Lobby efforts may be weakened, however, by a recent report that noted there was only a weak connection between the exchange rate and the volume of service shoots. Service spends were up 10.1% in 2002/03 despite a $0.01 jump in the exchange rate, according to a study by Neil Craig Associates. The study was co-commissioned by FilmOntario as an answer to the anti-runaway movement.

Short-term fix

But few companies seem to think Ottawa or the provinces can act in time to rein in the stampeding dollar and are looking at charging lower rates to American clients as a short-term fix.

‘We need to be more flexible on rates, with labor and equipment,’ says Peter Leitch, VP and GM of Lions Gate Studios in Vancouver and vice chair of MPPIA-BC. ‘We’ve got to find a way to stay cheap. Hopefully we can all share the pain equally.’

The unions, however, are not about to rewrite their current contracts and generally oppose any talk of lower rates. ‘We live by our collective agreements. They’re fair and equitable and they should stand,’ says ACTRA national exec director Stephen Waddell.

John Lewis, director of Canadian affairs at IATSE, also thinks better promotion of Canadian locations and crews is the smarter move, noting that luring Americans north is getting ‘harder but not impossible.’

The loonie is up because the U.S. dollar is sinking. The greenback has recently dropped in value against the British pound, the Euro, the Swiss franc, the New Zealand and Australian dollars, and the South African rand, making it less likely that Yanks will shoot anywhere other than their own backyard.
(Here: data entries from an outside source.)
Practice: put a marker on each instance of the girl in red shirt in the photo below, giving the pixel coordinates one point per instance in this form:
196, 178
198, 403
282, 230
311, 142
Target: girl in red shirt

This makes a bad situation worse for the service industry, which has already suffered from mounting anti-runaway sentiment in Hollywood and increased competition from many U.S. states, several of which now offer generous tax breaks.

‘Our biggest competition right now is the U.S. itself,’ says Crawford Hawkins, managing director of the Directors Guild of Canada’s B.C. office.

Hawkins is among those suggesting a more radical plan and wants B.C. unions, suppliers and other companies to strike an across-the-board agreement to charge American producers uniformly low rates, as if the dollar was still trading at $0.60 to $0.70.

He believes ‘pegging the dollar’ is a good short-term solution that, with luck, will prop up the service industry until the government is able to pass new tax credits. ‘The dollar has gone up too fast for the government to react,’ he says. ‘Our basic problem is that Canada is the third highest [priced] labor jurisdiction after New York and L.A. At 82 cents the costs here have gone up without an increase in productivity. At 62 cents it was like Christmas Eve.’

Pegging the dollar has also been discussed in Ontario but seems to have few supporters – in part because such a move is very difficult to organize. ‘The only way it works is if everyone comes on board,’ says Rick Perotto, business representative at Toronto’s IATSE Local 667. His chapter tried to organize a dollar peg at $0.80 when the loonie jumped in 1989, but failed to convince any others to join in. ‘It just didn’t work,’ he says.